Jace drängte mich, weiterzugehen und ich folgte ihm. Nach etwa hundert Metern stiegen wir wieder eine Treppe hinab und wieder kamen wir zu Schienen, diesmal aber unterirdisch. Jace kaufte Tickets, mit denen wir auf die Bahnsteige gelangten. An den Wänden hingen Lampen und in der Mitte standen Bänke. Auch hier flatterten Tauben und sprangen kleine Kinder herum.
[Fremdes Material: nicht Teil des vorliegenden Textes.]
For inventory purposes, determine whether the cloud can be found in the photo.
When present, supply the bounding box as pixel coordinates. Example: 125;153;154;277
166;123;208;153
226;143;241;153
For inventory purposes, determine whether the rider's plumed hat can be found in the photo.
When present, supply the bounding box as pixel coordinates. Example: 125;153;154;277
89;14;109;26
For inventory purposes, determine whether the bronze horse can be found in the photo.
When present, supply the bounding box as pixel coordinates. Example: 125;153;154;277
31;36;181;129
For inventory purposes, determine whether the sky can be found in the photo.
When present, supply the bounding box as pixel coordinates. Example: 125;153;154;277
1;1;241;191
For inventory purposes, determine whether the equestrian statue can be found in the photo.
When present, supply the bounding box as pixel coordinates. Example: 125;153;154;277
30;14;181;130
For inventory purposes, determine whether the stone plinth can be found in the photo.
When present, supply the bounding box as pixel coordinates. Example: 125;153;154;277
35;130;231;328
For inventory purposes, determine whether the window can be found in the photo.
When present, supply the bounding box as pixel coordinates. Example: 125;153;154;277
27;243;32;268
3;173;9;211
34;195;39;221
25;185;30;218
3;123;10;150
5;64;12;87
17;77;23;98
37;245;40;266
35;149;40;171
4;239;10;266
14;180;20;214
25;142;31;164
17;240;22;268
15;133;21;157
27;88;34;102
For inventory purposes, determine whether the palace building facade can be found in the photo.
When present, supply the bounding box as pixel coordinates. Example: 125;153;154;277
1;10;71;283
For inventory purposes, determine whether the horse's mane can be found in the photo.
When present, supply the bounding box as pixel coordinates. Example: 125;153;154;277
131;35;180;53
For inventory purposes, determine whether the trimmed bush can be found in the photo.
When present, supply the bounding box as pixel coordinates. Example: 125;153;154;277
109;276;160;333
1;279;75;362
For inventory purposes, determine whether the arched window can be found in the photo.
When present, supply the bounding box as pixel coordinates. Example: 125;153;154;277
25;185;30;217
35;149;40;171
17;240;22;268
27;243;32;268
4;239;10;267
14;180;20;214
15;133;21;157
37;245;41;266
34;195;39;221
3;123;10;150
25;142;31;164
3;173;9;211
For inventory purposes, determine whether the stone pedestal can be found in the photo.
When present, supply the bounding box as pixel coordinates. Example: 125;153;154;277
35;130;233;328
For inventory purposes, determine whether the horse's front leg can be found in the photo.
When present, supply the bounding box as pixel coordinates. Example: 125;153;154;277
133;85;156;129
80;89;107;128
„In etwa zwei Minuten kommt unsere Bahn“, sagte Jace. „Ich will dir keinen Stress machen, aber in der Metro wartet keiner, bis du ein- oder ausgestiegen bist. Du solltest dich also sputen, gleich in den Waggon zu kommen. Aber erst natürlich die Leute rauslassen.“

Ich sah ihn unsicher an.

„Keine Panik. Es geht schon alles gut“, meinte er und stupste mich an. Dann kam die Metro auch schon um die Ecke gefahren. Mein Herz schlug vor Aufregung schneller. Der Zug kam zum Stehen und die Türen gingen auf. Gefühlte hundert Menschen kamen rausgeströmt und gefühlte hundert drängelten wieder rein, wir mit ihnen. Kein einziger Sitzplatz war mehr frei und es war so stickig, dass ich fast keine Luft mehr bekam. Ich hielt mich an einer Eisenstange fest, die von meiner Hand ganz warm und schweißnass wurde. Vor mir stand ein Mann, der nach Zigarettenrauch und noch etwas anderem nicht gut reichendem stank. Ich drehte meinen Kopf weg. Wir hatten zwar nur zwei Stationen zu fahren, aber es kam mir vor wie Stunden. Ich atmete erleichtert auf und Jace lächelte mich mitleidig an, als er endlich sagte, dass wir beim nächsten Halt aussteigen mussten. Ich stolperte fast aus der Tür und ging schnell zur Seite. Jace hatte mich auch recht schnell gefunden und wir gingen einen langen Weg bergauf und zogen unsere Koffer hinter uns her. Am Ende stiegen wir noch einmal eine Treppe hinauf und als wir endlich aus dem versifften und schmutzigen Untergrund kamen, atmete ich erst einmal tief ein und schaute mich um. Es war nur eine dreispurigen Straße, an der wir rausgekommen waren. Mittlerweile taten mir Arme und Beine weh und ich hoffte nur, dass wir nicht noch ewig durch die Stadt laufen mussten, bis wir bei unserer Tante waren.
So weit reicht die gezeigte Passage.